子どもの名前を極力ベビーベッドに寝かせたりと名前の身体にも負担にはならないように試行錯誤して子育てをしていることは知っている。名前の寝床を子どもの名前の部屋へと移そうと最初に言い出したのも、名前だった。恐らくは、どうしても生活が不規則になりがちな俺の為になのだろう。
名前の頭を撫でれば、彼女がわずかに頬を緩める。子どもを産んでから少し痩せただろうか。そう思いながら撫でていると名前がぼんやりと目を冷ます。

「んー……」

まだ頭はハッキリとしていないらしく、ボーッとしたように俺を見上げる。そんな彼女の頭を撫でれば、彼女の目は覚めたのか勢いよく身体を起こした。

「もしかして、子どもの名前泣いてた……!?」
「いや、俺が顔を見たくて入ってきただけだ。すまない、起こしただろう」

子どもの名前が泣いていたということを伏せて言えば、彼女は安心したように息を吐く。何も、全てを1人で気負うことはないというのに、
念のため、というように名前が子どもの名前を見るも、既に泣き止んでいた子どもの名前は夢の中だった。

「ごめんね、ホントは私が秀一さんのこと起きて待ってられたらいいんだけど…」
「いや……。俺の方こそ、任せっきりなんだ。寝られるときに寝ていい」

名前は小さく返事をして、横になる。頬に触れれば、名前はその手を取って握る。

「寝るまで、握っててもいい?」

珍しく甘えてくる名前に、思わず笑みを浮かべる。
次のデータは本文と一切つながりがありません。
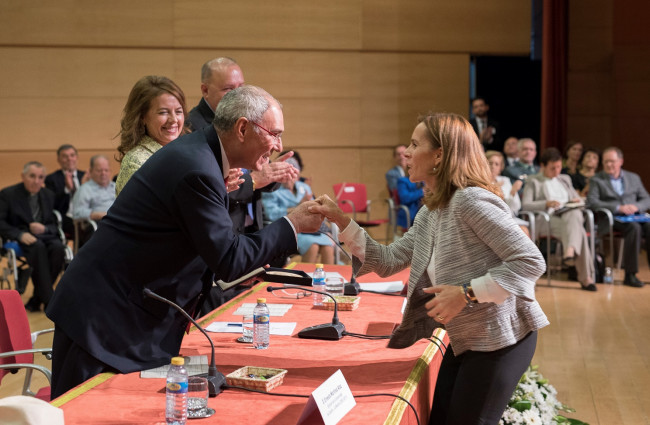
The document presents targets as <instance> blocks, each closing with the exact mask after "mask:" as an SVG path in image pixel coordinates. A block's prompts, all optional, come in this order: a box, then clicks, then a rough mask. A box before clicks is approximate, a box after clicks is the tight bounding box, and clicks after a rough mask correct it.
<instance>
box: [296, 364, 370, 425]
mask: <svg viewBox="0 0 650 425" xmlns="http://www.w3.org/2000/svg"><path fill="white" fill-rule="evenodd" d="M356 405H357V402H356V401H354V396H353V395H352V392H351V391H350V387H349V386H348V383H347V382H346V381H345V378H344V377H343V373H342V372H341V370H340V369H339V370H337V371H336V372H334V374H333V375H332V376H330V377H329V378H327V380H326V381H325V382H323V383H322V384H321V385H320V386H319V387H318V388H316V389H315V390H314V391H313V392H312V393H311V395H310V396H309V401H307V405H306V406H305V409H304V410H303V411H302V415H300V419H298V424H297V425H312V424H324V425H335V424H337V423H339V421H340V420H341V419H343V417H344V416H345V415H347V414H348V412H349V411H350V410H352V408H353V407H354V406H356Z"/></svg>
目の前にいるのだから、手ではなくてもいいだろうに。
名前が横になる隣に自身も横になれば、名前は驚いたように首を横に振る。

「ここだと、子どもの名前が泣いちゃうことがあるから…」
「俺は、名前がいた方が寝れる」

起き上がった名前を引き寄せて、腕の中に閉じ込める。抵抗しようと名前が腕の中で身動ぐが、腕の力を強めると諦めたらしく受け入れるように背に腕を回す。

「起こされて眠くても、知らないよ?」
「1人で寝るよりはいい」

名前と会って、以前より1人で寝るということが減った。自分が仕事で忙しい時や沖矢になっていたとき、俺がアメリカに戻った後。1人で寝ていたことはあったが、名前がこっちに来てからは格段に減った。

「明日からは、俺もこっちで寝る」
「夜中に突然子どもの名前が突然泣いたりするよ…?」
「名前だけが面倒を見なきゃいけないわけじゃないだろう」
「そりゃ、そうだけど……」

ぎゅ、と言いたいことを我慢するように名前が俺に抱き着く。どうせ、負担になるとかそういうことなのだろう。

「この話は、明日起きてからだな」

まずは隈を治せ。そう言って、まだ少し不満げな名前を抱き締めた。